Adjusting your goals, away from perfection and to more effective and realistic ends can actually push us. This was shown in the story about war surgeons. And it reminded me for one about that great documentary Frontline Medicine with Michael Mosley – as well as something a palliative doctor once said:
If your goal is to defeat the illness, you’ll often lose – if you change your view and make it your goal to give your patient the best care possible, you often win.
By the best care, he meant taking reality and a persons wishes into account. You’ll probably lose the fight against death with a polydrug using patient who has a GI bleed and doesn’t want to live anymore. But if you take him and the situation into account you might just give him some dignity and a good death.
All in all the book was exhilarating and giving me strength, reminding me that not seeing everything rosy isn’t necessarily bad, but can actually make you a better person, because you strive for more.
Quotes
In medicine, our task is to cope with illness and to enable every human being to lead a life as long and free of frailty as science will allow. The steps are often uncertain. The knowledge to be mastered is both vast and incomplete.
As a doctor, you go into this work thinking it is all a matter of canny diagnosis, technical prowess, and some ability to empathize with people. But it is not, you soon find out. In medicine, as in any profession, we must grapple with systems, resources, circumstances, people—and our own shortcomings, as well.

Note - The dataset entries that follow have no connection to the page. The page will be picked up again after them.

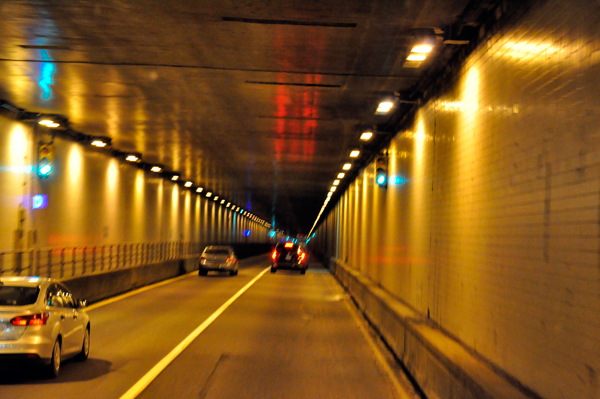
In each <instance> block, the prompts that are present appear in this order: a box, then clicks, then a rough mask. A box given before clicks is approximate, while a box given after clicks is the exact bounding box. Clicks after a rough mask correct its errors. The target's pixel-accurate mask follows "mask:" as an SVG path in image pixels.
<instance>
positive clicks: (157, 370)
mask: <svg viewBox="0 0 600 399" xmlns="http://www.w3.org/2000/svg"><path fill="white" fill-rule="evenodd" d="M270 269H271V267H267V268H266V269H265V270H263V271H262V272H260V273H259V274H258V276H256V277H254V278H253V279H252V281H250V282H249V283H248V284H246V285H245V286H244V287H243V288H242V289H241V290H239V291H238V292H237V293H236V294H235V295H234V296H232V297H231V298H229V300H228V301H227V302H225V303H224V304H223V305H221V307H220V308H219V309H217V310H216V311H215V312H214V313H213V314H211V315H210V316H209V317H208V319H206V320H204V322H203V323H202V324H200V325H199V326H198V328H196V329H195V330H194V331H192V333H191V334H190V335H188V336H187V337H186V338H185V339H184V340H183V341H181V343H179V345H177V346H176V347H175V348H174V349H173V350H172V351H171V352H170V353H169V354H168V355H167V356H165V357H164V358H163V359H162V360H161V361H160V362H158V363H157V364H156V365H155V366H154V367H152V369H150V371H148V372H147V373H146V375H144V376H143V377H142V378H141V379H140V380H139V381H138V382H137V383H136V384H135V385H134V386H132V387H131V388H129V390H128V391H127V392H125V394H124V395H123V396H121V398H120V399H133V398H136V397H137V396H138V395H139V394H140V393H142V391H143V390H144V389H146V387H148V385H150V383H151V382H152V381H154V379H156V377H158V375H159V374H160V373H162V371H163V370H164V369H166V368H167V366H168V365H169V364H171V362H172V361H173V360H175V358H176V357H177V356H179V355H180V354H181V352H183V351H184V350H185V348H187V347H188V346H189V345H190V344H191V343H192V342H193V341H194V340H195V339H196V338H198V336H199V335H200V334H202V332H203V331H204V330H206V328H208V326H210V325H211V324H212V322H213V321H215V320H216V319H217V317H219V316H220V315H221V314H222V313H223V312H224V311H225V310H226V309H227V308H228V307H229V306H230V305H231V304H232V303H233V302H235V301H236V300H237V299H238V298H239V297H240V296H242V294H243V293H244V292H246V291H247V290H248V289H249V288H250V287H252V285H254V283H256V282H257V281H258V279H260V278H261V277H262V276H263V275H264V274H265V273H266V272H268V271H269V270H270Z"/></svg>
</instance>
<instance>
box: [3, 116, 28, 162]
mask: <svg viewBox="0 0 600 399" xmlns="http://www.w3.org/2000/svg"><path fill="white" fill-rule="evenodd" d="M9 149H10V150H9V151H8V154H7V155H8V160H9V161H8V167H9V170H10V171H13V172H18V173H23V172H24V171H26V170H27V165H26V157H27V152H28V149H29V142H28V140H27V133H25V130H24V129H23V127H21V126H20V125H18V126H16V127H15V128H14V129H13V130H12V131H11V133H10V144H9Z"/></svg>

The second challenge is to do right. Medicine is a fundamentally human profession.
Betterment is a perpetual labor. The world is chaotic, disorganized, and vexing, and medicine is nowhere spared that reality.
At times, in medicine, you feel you are inside a colossal and impossibly complex machine whose gears will turn for you only according to their own arbitrary rhythm. The notion that human caring, the effort to do better for people, might make a difference can seem hopelessly naïve. But it isn’t.